Take care of garden chores early in the morning, concentrating on watering. We’re still in survival mode until this heat wave breaks.

* Keep your vegetable garden watered, mulched and weeded. Water before 8 a.m. to conserve moisture.

* Prevent sunburn; provide temporary shade for tomatoes, peppers, eggplant, melons, squash and other crops with “sensitive” skin.

* Hold off on feeding plants until temperatures cool back down to “normal” range. That means daytime highs in the low to mid 90s.

* Don’t let tomatoes wilt or dry out completely. Give tomatoes a deep watering two to three times a week. Harvest vegetables promptly to encourage plants to produce more.

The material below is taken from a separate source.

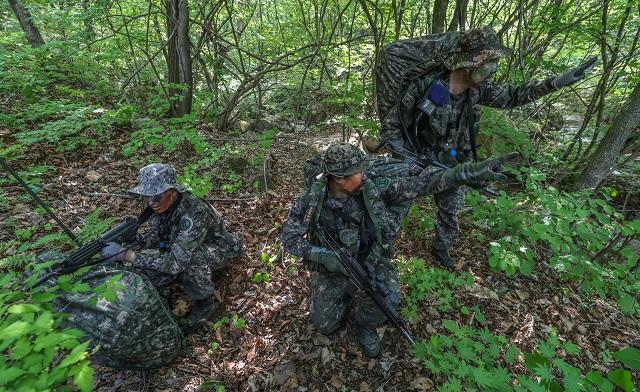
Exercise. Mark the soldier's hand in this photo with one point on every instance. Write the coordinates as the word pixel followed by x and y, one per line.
pixel 574 74
pixel 116 253
pixel 487 170
pixel 326 258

* Squash especially tends to grow rapidly in hot weather. Keep an eye on zucchini.

* Some weeds thrive in hot weather. Whack them before they go to seed.

* Pinch back chrysanthemums for bushy plants and more flowers in September.

* Harvest tomatoes, squash, peppers and eggplant. Prompt picking will help keep plants producing.

* Remove spent flowers from roses, daylilies and other bloomers as they finish flowering.

* Pinch off blooms from basil so the plant will grow more leaves.

* Cut back lavender after flowering to promote a second bloom.

* One good thing about hot days: Most lawns stop growing when temperatures top 95 degrees. Keep mower blades set on high.

* Once the weather cools down a little, it’s not too late to add a splash of color. Plant petunias, snapdragons, zinnias and marigolds.

* After the heat wave, plant corn, pumpkins, radishes, winter squash and sunflowers. Make sure the seeds stay hydrated.